Our findings reinforce the significance of methamphetamine use in the ongoing AIDS epidemic faced by MSM and their sexual and drug using partners in Los Angeles. Among MSM seeking care for a suspected STD newly-recognized HIV-positive status or known HIV-positive status emerged as strong correlates to reported methamphetamine use, even after controlling for high-risk sexual behavior. Additionally, we found independent and significant associations between methamphetamine use and MSM who were laboratory-diagnosed with rectal or urethral gonorrhea, MSM who reported sex with an injection drug user, and MSM who report sex for drugs or money, associations that were not found among MSM who reported club drug use other than methamphetamine. These results also provide evidence that MSM who use methamphetamine are engaging in high risk behaviors for HIV transmission yet MSM who use club drugs other than methamphetamine may not behave with similar risk and as such remain at less risk of acquiring HIV.
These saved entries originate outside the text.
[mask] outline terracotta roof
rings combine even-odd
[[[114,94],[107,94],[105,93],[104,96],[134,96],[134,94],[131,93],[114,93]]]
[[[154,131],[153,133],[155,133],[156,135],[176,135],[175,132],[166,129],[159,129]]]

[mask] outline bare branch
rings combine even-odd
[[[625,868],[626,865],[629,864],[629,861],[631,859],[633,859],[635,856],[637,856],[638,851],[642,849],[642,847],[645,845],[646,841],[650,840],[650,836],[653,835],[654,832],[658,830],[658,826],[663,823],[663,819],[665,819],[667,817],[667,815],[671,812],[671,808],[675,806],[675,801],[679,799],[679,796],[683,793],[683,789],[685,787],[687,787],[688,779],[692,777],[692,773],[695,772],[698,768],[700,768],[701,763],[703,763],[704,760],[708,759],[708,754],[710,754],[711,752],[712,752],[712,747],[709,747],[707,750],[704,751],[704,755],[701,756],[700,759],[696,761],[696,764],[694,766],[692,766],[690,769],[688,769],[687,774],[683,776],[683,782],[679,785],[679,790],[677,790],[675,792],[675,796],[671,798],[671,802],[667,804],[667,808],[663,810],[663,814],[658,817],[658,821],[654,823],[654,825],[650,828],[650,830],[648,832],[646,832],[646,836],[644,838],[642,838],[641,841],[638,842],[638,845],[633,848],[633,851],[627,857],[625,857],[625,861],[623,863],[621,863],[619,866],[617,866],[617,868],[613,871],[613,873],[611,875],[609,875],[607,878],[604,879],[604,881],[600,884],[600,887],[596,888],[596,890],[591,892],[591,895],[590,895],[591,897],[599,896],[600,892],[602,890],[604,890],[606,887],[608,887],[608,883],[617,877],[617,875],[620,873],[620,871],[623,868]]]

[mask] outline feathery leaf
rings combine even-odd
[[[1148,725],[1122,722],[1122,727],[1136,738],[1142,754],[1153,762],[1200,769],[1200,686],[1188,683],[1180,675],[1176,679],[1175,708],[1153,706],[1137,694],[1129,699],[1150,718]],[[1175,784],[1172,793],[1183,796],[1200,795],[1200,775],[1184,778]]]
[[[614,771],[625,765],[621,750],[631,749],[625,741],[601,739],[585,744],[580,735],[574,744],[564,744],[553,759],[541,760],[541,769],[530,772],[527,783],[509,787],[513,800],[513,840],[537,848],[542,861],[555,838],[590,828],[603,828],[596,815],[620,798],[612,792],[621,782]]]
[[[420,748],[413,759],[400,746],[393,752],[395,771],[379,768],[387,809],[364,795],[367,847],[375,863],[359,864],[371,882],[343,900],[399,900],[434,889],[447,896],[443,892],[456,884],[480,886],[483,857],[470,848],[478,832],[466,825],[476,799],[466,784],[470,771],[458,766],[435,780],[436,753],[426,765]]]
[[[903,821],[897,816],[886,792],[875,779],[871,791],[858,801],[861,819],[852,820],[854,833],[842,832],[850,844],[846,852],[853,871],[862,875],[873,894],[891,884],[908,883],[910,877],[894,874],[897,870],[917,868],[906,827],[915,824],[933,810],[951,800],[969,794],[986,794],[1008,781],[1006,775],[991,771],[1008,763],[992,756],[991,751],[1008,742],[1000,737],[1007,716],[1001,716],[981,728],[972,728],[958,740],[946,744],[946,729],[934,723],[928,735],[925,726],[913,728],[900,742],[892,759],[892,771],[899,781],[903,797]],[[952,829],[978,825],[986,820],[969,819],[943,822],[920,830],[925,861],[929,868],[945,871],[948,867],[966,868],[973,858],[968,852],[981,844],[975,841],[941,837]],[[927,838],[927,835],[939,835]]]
Our report has limitations. All analyses are correlational and there is no inference of causality intended. Our study is limited by the absence of data on alcohol use and crack/cocaine use. Compared to nonusers, alcohol and/or cocaine use increases likelihood of high-risk sexual behaviors in MSM and for HIV infection.13–16 Combining ecstasy, ketamine, nitrite, ED medication use into one category does not represent associations between the demographic and behavioral characteristics of the sample and any individual drug use. Findings may be distorted by reliance on self-report of HIV status when lab data were not available, though such biases are likely minor.17 Misclassification bias was minimized by including all available HIV test results. Collection of sexual risk data through face-to-face interviews may have decreased self-report of sexual risk behaviors.18,19 Los Angeles Gay and Lesbian Center’s has a culturally sensitive and peer-based counseling staff to create a comfortable environment for clients to discuss health issues. Finally, findings are based on a clinic-based sample of mostly gay-identified MSM and men who have sex with women in Los Angeles and may not be generalizable to other cities in the United States.
Although club drugs, particularly ED medications used as a club drug, have roles in facilitating risky sexual behavior12 findings from the current study underscore the unique and perhaps pivotal association of methamphetamine with positive HIV status. Given the consistent and strong associations between methamphetamine and HIV transmission factors found in this study and corroborated in other studies,4–6 MSM who seek testing or treatment for a suspected STD in metropolitan centers in the Western United States should be surveyed for methamphetamine use, other club drug use, and poly drug use as a key first step in an overall strategy for HIV prevention. With appropriate intervention resources available, the simple step of asking about methamphetamine use may catalyze an efficient way to reduce HIV transmission among MSM and their sexual partners in cities with epidemics similar to Los Angeles.